Une biographie au vitriol du Colonel Parker adaptée au cinéma.

Derrière tout grand homme, il y a une femme. Mais parfois aussi un génial escroc. Pour Elvis Presley, ce fut le Colonel Parker. Qui n’était nullement colonel. Et ne s’appelait pas Tom Parker. Ce nom, il l’aurait emprunté à un passager clandestin jeté dans l’océan pendant qu’il fuyait sa Hollande natale. Car l’homme qui refusait de quitter les États-Unis était bien Néerlandais et se nommait Andreas Cornelius van Kuijk.

Un Oranje bien mystérieux. Dont le parcours incroyable va être adapté au cinéma. Pas vraiment pour célébrer ses louanges, puisque ce biopic sera adapté de l’enquête menée pendant six ans par une journaliste du New York Times, Alanna Nash, et intitulée The Colonel : The Extraordinary Story of Colonel Tom Parker and Elvis Presley.

On y apprend qu’il a quitté le pays sans papier, sans argent, dans la précipitation. Certains pensent qu’il a en fait tué une jeune femme et a fui la justice. Ce qui expliquerait qu’il ne voulait pas qu’Elvis chante en Europe : n’étant pas citoyen américain, le Colonel risquait de devoir rendre des comptes.

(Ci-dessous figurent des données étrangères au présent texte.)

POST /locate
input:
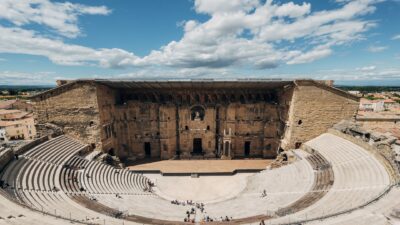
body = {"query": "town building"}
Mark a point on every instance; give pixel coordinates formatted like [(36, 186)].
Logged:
[(372, 105)]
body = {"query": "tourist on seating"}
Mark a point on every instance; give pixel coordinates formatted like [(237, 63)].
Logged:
[(264, 194)]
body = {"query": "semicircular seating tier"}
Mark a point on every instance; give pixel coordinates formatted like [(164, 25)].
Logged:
[(359, 178), (338, 176)]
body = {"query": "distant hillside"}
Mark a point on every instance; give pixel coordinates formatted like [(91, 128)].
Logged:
[(368, 88), (25, 88)]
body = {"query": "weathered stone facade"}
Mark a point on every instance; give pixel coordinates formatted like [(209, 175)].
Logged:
[(74, 108), (190, 119), (315, 108)]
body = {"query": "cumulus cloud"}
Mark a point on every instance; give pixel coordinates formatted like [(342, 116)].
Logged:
[(61, 17), (396, 37), (376, 48), (366, 68), (16, 40), (238, 33)]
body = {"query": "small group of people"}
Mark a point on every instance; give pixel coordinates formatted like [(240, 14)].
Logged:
[(149, 187), (4, 184), (264, 194)]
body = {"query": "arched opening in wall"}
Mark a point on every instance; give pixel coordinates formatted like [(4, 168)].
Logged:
[(250, 97), (188, 99), (226, 148), (147, 149), (247, 145), (111, 152), (197, 146), (197, 98), (197, 113), (242, 99), (232, 98), (284, 155)]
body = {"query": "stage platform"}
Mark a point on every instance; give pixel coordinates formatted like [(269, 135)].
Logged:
[(201, 167)]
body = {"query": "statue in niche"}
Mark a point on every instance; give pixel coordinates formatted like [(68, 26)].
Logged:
[(197, 116), (197, 113)]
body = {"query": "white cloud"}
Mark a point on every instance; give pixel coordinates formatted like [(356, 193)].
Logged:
[(238, 33), (366, 68), (16, 40), (376, 48), (61, 17), (396, 37)]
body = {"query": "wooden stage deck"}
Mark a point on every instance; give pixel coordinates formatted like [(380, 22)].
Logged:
[(184, 167)]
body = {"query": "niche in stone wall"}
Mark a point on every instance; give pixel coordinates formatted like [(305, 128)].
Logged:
[(197, 113)]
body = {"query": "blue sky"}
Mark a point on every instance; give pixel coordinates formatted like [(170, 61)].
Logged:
[(352, 42)]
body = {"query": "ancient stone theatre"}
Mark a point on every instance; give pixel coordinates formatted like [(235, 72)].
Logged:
[(194, 118)]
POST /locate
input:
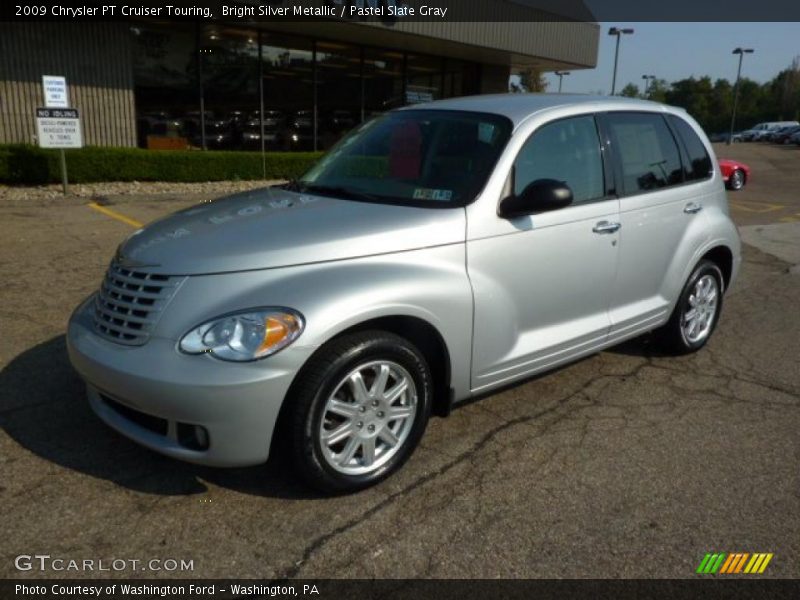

La légende veut aussi qu’il ait été réformé de l’armée américaine, car qualifié de "psychopathe" . Mais son dossier a disparu, sans doute en échange de la publication de celui d’Elvis… Il jouait aussi des fortunes au casino et imposait à Presley, dont il prélevait 50 % des revenus, de se produire dans des films minables pour rembourser ses dettes. Mais c’est quand même cet homme-là qui a fait d’Elvis le King. Son biopic, prévu en 2018, ne devrait pas manquer de sel.